Zwei, drei Minuten dauerte es, dann war erkennbar, dass sich das Feuer nicht weiter ausbreitete. Und als meine der Himmel es gut mit ihnen, setzte Regen ein. Dicke Tropfen unterstützten sie und löschten die letzten Flammen. Auch der Brand in der Plantage brach unter dem Regenguss in sich zusammen.
Evelyn ließ sich schwer atmend auf den durchnässten Boden fallen. Sie konnte sich nicht erinnern, jemals eine solche Kraftanstrengung unternommen zu haben wie in den letzten Minuten, mit Ausnahme von Julias Geburt vielleicht. Innerhalb von Augenblicken fielen alle Konzentration und Anspannung von ihr ab, und obwohl sie erschöpft und betroffen war, betrachtete sie ein wenig stolz den letzten Rauch, der aus dem Dach in die Dunkelheit des Himmels stieg. Der Papaya-Palast stand, dampfend und knarrend, so als trotze er ein letztes Mal den Elementen, bevor er von Maschinen besiegt würde.
Ili, schwer gezeichnet von dem dramatischen Ereignis, wankte auf Ane zu. Sie sah die junge Frau an – und dann schlug sie Ane ins Gesicht.
»Warst du das?«, fragte sie kalt.
Evelyn, Ane und auch Moana, die soeben dazugekommen war, waren fassungslos angesichts dieses ungeheuerlichen Verdachts.
»Großtante!«, hauchte Ane entsetzt. »Wie kommst du denn …?«
Eine zweite Ohrfeige traf ihre andere Wange.
»Warst du das?«, fragte Ili, jedes einzelne Wort betonend.

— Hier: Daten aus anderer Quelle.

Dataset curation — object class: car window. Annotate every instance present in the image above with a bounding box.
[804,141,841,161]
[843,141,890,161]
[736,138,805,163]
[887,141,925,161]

Ane war den Tränen nahe. Sie hielt sich die zitternde Hand vor den Mund und tauschte einen langen Blick mit Ili, in dem sich Verwirrung, Angst, Wut und sogar Unterwürfigkeit spiegelten. Schließlich lief sie ohne ein weiteres Wort davon.
Ili presste ihre Hände auf ihr Gesicht, sank auf die Knie und schluchzte.
Evelyn ging zu ihr. Sie streichelte der Greisin den Rücken und die Haare und versuchte, sie durch einige beruhigende Worte zu trösten.
»Es ist ja gut«, flüsterte sie. »Alles kommt wieder in Ordnung. Das Haus steht, die Plantage ist auch noch da, und Ane wird Ihnen bestimmt nicht böse sein. Jeder versteht, dass das schwere Tage für Sie sind.«
Moana war näher gekommen und sah auf die kauernde Ili herab. Evelyn erwartete einen erneuten Hassausbruch Moanas oder dieses furchtbare, gehässige Gelächter angesichts der verzweifelten, am Boden zerstörten Rivalin. Doch nichts geschah. Moana wirkte eher nachdenklich als triumphierend, und nach einer Weile raffte sie ihr Tuch enger um die Schultern und schlurfte bedächtig, so als sei überhaupt nichts geschehen, in ihren unversehrten Teil des Papaya-Palastes.
Eine seltsame Familie, dachte Evelyn. Eine Familie, aus der sie einfach nicht schlau wurde.